Après avoir été la cible d’un lynchage numérique en janvier 2026, quelques mois plus tard, l’influenceuse Ariana Milagro Lafond revient du Togo avec le sacre du « House of Challenge ». Une victoire qui met à nu l’hypocrisie d’une société haïtienne prompte à détruire ses talents avant de les sanctifier sous la validation étrangère.
Ariana Milagro Lafond, 19 ans, étudiante en diplomatie et relations internationales, est une influenceuse haïtienne aux chiffres impressionnants : près de 15 millions d’abonnés sur TikTok et plus de 800 000 sur Instagram. Le 11 avril 2026 à Lomé, au Togo, elle a remporté la 8e édition du House of Challenge, un concours international de jeunes leaders mêlant leadership, projet sociétal et charisme. Elle y défendait un projet axé sur la sécurité alimentaire et la formation professionnelle des jeunes. Jusque-là, rien de scandaleux, une belle performance pour une jeune Haïtienne sur la scène africaine. Le problème n’est pas sa victoire. Le problème, c’est nous.
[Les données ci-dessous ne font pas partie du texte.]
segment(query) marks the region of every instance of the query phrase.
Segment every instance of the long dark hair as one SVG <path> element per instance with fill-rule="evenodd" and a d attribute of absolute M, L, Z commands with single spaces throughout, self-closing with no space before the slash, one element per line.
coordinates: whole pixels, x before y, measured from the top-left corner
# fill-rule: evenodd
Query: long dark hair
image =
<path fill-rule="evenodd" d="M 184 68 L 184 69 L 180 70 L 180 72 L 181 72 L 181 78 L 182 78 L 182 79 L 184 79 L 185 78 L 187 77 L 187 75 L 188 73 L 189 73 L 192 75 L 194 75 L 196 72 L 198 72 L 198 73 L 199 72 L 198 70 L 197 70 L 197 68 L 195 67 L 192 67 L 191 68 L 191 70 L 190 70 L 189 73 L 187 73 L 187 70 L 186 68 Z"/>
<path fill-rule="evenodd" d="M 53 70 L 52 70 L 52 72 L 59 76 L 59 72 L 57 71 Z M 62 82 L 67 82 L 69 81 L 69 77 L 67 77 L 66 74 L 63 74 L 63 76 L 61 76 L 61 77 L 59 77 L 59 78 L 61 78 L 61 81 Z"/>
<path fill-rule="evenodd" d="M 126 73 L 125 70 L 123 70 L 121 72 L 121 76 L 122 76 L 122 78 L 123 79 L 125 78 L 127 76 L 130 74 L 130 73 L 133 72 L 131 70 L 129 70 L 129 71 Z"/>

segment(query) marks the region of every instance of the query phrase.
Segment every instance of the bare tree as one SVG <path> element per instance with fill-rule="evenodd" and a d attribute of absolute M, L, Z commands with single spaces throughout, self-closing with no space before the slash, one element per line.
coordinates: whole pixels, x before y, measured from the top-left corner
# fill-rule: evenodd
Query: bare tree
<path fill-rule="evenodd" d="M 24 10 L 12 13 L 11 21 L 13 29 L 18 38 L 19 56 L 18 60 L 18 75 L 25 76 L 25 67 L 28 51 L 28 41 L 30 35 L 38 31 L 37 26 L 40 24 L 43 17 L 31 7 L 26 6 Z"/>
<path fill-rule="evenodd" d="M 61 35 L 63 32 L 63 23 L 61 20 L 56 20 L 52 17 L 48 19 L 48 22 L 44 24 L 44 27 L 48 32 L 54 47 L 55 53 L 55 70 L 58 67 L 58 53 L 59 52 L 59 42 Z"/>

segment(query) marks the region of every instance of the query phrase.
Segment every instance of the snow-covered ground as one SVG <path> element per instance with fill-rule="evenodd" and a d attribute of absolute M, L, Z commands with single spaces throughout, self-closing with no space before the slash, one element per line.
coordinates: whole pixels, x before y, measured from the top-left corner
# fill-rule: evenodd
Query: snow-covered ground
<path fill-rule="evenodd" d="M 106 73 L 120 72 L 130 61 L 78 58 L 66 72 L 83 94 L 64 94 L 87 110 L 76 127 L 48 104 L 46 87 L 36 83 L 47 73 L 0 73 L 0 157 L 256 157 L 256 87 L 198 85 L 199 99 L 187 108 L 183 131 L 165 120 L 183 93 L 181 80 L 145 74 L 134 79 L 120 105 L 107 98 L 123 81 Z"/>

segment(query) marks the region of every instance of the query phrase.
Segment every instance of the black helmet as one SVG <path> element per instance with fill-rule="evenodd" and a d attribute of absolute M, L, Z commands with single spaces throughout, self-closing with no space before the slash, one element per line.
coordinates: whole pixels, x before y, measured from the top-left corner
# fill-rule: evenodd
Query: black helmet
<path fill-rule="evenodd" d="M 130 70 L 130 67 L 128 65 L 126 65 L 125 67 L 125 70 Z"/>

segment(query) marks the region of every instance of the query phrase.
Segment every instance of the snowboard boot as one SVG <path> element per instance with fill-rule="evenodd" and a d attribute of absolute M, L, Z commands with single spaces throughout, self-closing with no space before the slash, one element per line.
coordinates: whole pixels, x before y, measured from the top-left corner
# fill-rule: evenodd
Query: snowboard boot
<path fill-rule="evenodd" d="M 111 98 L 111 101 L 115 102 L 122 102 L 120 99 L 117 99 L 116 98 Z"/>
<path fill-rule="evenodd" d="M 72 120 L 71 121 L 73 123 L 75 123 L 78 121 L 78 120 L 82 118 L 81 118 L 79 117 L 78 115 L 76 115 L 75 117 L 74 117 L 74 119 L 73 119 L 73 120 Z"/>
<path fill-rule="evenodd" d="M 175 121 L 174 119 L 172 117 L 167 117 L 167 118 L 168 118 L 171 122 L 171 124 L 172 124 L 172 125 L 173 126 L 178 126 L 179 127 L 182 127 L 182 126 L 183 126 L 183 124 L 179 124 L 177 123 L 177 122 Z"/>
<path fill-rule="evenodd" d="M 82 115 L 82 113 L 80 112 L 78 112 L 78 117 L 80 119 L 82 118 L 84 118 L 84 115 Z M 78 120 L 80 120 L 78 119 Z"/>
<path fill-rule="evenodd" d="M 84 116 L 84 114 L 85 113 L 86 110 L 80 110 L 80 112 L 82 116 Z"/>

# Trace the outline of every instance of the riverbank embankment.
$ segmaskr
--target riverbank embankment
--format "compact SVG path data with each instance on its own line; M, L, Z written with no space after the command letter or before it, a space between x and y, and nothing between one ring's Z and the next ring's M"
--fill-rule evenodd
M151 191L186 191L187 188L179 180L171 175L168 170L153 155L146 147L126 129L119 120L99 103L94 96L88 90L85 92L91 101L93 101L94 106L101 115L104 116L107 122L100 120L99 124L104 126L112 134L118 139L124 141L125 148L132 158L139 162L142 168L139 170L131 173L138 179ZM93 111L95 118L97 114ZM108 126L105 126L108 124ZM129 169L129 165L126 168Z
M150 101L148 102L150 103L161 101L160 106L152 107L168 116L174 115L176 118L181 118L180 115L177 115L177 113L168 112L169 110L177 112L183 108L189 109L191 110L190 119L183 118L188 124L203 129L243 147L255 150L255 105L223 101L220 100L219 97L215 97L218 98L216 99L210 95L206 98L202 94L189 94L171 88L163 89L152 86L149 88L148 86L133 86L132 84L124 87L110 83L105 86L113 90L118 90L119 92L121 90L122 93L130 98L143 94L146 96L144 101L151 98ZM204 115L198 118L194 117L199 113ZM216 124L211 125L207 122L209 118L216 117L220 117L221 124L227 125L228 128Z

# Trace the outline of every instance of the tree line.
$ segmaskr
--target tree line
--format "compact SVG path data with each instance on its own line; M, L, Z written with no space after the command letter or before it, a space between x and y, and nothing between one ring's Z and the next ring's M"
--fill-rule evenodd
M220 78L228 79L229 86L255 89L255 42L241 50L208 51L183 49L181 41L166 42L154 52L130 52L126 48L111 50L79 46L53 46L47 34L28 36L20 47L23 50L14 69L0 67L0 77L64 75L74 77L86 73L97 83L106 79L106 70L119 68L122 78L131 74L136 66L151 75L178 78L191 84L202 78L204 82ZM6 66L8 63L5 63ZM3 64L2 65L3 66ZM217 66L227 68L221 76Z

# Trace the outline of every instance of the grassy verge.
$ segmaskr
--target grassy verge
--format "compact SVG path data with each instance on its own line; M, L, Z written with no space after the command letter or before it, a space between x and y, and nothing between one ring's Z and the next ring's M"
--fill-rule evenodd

De l’insulte à l’idolâtrie en quelques mois
Il y a des victoires qui ne se contentent pas de briller, elles dérangent. En janvier dernier, le sacre d’Ariana Milagro Lafond comme Influenceuse de l’année par Ticket Magazine avait déclenché un torrent de haine. Moquée pour son âge, son physique et jugée superficielle, la jeune femme de 19 ans était devenue le punching-ball favori du net haïtien.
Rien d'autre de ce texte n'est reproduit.